ASR Models
Batch Transcription
| Model | Description |
|---|---|
| Parakeet TDT v3 | 25 European languages, 0.6B params. Default ASR model. |
| Parakeet TDT v2 | English only, 0.6B params. Better English recall. |
Streaming Transcription
| Model | Description |
|---|---|
| Parakeet EOU | 120M params. 160ms/320ms frames for real-time results with end-of-utterance detection. |
Custom Vocabulary
| Model | Description |
|---|---|
| Parakeet CTC 110M | CTC-based keyword spotting alongside TDT. |
| Parakeet CTC 0.6B | Larger CTC variant. |
VAD Models
| Model | Description |
|---|---|
| Silero VAD v6 | Voice activity detection on 256ms windows. |
Diarization Models
| Model | Description |
|---|---|
| Pyannote CoreML Pipeline | Segmentation + WeSpeaker embeddings. Online and offline modes. |
| Sortformer | End-to-end streaming diarization. Single neural network, 4 speaker slots. |
TTS Models
| Model | Description |
|---|---|
| Kokoro TTS | 82M params, 48 voices. Flow matching + Vocos vocoder. Requires espeak. |
| PocketTTS | 155M params.

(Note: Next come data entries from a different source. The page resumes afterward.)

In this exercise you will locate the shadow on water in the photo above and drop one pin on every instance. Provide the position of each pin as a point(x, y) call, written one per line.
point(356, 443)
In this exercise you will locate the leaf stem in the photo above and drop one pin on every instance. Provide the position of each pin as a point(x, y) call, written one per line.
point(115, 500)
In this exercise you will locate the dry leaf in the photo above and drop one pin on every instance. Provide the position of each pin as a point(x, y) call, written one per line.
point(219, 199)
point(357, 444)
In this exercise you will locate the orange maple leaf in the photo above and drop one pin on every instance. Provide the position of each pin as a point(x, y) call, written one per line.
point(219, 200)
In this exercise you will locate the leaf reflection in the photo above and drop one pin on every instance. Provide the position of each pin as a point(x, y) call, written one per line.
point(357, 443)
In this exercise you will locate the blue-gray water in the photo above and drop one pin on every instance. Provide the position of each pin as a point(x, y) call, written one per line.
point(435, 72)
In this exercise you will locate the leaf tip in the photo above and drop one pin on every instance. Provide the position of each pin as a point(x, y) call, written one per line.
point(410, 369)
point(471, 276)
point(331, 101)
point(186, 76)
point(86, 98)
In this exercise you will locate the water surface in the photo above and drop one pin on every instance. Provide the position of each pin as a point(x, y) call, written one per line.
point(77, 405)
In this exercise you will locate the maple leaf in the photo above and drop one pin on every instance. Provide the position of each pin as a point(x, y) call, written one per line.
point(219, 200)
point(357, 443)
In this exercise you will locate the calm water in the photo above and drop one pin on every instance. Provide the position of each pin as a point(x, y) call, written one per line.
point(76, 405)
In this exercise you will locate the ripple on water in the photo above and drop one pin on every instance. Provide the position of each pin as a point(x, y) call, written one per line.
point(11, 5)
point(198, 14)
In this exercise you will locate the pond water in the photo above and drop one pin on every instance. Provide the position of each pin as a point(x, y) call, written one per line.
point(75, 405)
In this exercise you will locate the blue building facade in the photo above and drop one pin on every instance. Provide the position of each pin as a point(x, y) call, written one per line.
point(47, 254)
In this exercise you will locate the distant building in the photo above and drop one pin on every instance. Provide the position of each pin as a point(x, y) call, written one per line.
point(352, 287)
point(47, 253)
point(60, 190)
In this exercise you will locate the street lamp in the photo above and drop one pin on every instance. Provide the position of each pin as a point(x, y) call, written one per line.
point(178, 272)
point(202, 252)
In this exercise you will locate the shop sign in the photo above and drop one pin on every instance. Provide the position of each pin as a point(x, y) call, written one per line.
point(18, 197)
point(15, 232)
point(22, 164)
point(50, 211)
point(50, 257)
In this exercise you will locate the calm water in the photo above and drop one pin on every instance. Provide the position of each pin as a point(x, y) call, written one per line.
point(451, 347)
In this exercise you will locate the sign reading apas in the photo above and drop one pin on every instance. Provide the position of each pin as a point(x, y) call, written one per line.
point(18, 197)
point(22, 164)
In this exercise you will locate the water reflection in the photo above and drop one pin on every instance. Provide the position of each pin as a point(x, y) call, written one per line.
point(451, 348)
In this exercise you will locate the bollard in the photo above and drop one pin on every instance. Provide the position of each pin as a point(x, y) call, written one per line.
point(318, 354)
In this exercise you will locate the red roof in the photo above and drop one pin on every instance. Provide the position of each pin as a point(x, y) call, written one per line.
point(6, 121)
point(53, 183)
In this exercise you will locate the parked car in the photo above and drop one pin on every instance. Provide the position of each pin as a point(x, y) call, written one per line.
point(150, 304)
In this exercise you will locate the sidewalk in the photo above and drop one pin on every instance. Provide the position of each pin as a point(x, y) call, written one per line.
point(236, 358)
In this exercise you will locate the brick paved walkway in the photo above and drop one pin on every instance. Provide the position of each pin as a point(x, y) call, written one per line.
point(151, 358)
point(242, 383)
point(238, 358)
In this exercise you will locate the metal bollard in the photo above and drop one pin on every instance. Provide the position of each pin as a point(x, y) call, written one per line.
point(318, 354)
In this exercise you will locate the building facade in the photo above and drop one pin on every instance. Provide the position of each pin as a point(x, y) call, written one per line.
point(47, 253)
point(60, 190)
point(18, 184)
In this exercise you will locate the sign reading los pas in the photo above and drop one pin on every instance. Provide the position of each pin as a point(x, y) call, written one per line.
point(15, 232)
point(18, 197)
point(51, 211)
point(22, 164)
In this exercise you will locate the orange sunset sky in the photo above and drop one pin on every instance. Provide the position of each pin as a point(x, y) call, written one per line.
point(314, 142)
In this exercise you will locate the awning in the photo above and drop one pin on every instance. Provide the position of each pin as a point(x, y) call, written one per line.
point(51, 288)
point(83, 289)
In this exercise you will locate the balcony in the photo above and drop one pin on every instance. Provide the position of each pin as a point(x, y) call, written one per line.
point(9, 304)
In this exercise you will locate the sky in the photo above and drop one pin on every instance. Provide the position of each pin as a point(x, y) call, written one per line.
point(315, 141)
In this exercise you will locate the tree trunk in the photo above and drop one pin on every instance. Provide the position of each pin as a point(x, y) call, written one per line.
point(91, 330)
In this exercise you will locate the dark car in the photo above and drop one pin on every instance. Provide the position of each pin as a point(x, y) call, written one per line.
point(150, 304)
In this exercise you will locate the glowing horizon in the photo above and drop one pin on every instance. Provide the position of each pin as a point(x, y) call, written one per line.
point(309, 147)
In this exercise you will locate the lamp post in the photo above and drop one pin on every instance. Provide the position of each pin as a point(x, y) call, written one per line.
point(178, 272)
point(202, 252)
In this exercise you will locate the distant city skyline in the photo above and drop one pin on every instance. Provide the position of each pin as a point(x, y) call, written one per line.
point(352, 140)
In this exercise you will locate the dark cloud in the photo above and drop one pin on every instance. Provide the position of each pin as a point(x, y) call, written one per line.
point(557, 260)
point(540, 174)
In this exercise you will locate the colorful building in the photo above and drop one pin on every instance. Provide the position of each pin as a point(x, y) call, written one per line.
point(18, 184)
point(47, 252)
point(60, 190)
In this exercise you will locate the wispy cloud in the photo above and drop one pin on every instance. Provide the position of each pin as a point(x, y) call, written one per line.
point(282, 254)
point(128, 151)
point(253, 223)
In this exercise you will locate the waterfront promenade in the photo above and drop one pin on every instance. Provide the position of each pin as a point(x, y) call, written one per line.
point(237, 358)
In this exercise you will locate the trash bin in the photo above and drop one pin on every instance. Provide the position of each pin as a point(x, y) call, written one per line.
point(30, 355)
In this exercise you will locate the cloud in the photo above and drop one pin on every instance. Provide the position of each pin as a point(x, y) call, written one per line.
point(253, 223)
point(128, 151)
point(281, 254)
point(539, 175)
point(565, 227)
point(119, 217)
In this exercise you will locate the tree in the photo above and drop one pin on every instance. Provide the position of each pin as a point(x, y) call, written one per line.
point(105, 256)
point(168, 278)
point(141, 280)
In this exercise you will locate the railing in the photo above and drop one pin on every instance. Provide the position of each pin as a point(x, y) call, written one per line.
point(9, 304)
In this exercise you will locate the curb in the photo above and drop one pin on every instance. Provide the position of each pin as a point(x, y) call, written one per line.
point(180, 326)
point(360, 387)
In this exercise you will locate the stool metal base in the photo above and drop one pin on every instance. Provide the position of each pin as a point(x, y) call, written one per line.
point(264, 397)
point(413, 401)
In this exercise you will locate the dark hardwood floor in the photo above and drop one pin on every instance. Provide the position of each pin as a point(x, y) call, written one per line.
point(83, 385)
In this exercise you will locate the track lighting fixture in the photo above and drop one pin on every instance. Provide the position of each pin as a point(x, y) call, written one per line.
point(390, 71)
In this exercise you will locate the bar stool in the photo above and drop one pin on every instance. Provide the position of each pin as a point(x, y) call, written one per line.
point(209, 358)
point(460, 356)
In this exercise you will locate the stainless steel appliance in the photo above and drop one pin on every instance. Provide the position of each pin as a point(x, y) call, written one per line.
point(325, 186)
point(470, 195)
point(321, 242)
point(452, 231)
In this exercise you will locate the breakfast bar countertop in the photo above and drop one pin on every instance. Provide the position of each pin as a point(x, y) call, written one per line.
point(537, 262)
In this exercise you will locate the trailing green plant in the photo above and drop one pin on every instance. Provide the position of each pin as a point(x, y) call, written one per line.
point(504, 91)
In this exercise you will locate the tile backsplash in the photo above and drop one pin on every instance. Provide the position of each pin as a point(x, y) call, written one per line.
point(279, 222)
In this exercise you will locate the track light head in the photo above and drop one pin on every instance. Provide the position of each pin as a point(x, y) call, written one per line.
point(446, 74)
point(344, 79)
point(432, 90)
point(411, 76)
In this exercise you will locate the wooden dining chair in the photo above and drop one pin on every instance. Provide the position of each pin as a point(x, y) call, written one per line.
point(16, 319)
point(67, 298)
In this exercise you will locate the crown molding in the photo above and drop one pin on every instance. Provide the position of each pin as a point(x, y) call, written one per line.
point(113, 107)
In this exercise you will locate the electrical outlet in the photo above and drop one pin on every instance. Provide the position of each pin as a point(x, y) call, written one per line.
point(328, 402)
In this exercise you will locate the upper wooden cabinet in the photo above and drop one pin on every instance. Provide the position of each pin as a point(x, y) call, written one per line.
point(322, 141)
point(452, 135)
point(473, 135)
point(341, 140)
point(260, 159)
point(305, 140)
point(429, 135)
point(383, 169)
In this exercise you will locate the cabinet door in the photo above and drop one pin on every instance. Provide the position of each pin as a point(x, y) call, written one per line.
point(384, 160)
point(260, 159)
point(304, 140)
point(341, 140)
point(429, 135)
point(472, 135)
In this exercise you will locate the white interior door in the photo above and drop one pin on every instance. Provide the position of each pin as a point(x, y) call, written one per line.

Autoregressive, no espeak dependency. |
HuggingFace Sources
| Model | Repository |
|---|---|
| Parakeet TDT v3 | FluidInference/parakeet-tdt-0.6b-v3-coreml |
| Parakeet TDT v2 | FluidInference/parakeet-tdt-0.6b-v2-coreml |
| Parakeet CTC 110M | FluidInference/parakeet-ctc-110m-coreml |
| Parakeet CTC 0.6B | FluidInference/parakeet-ctc-0.6b-coreml |
| Parakeet EOU | FluidInference/parakeet-realtime-eou-120m-coreml |
| Silero VAD | FluidInference/silero-vad-coreml |
| Diarization (Pyannote) | FluidInference/speaker-diarization-coreml |
| Sortformer | FluidInference/diar-streaming-sortformer-coreml |
| Kokoro TTS | FluidInference/kokoro-82m-coreml |
| PocketTTS | FluidInference/pocket-tts-coreml |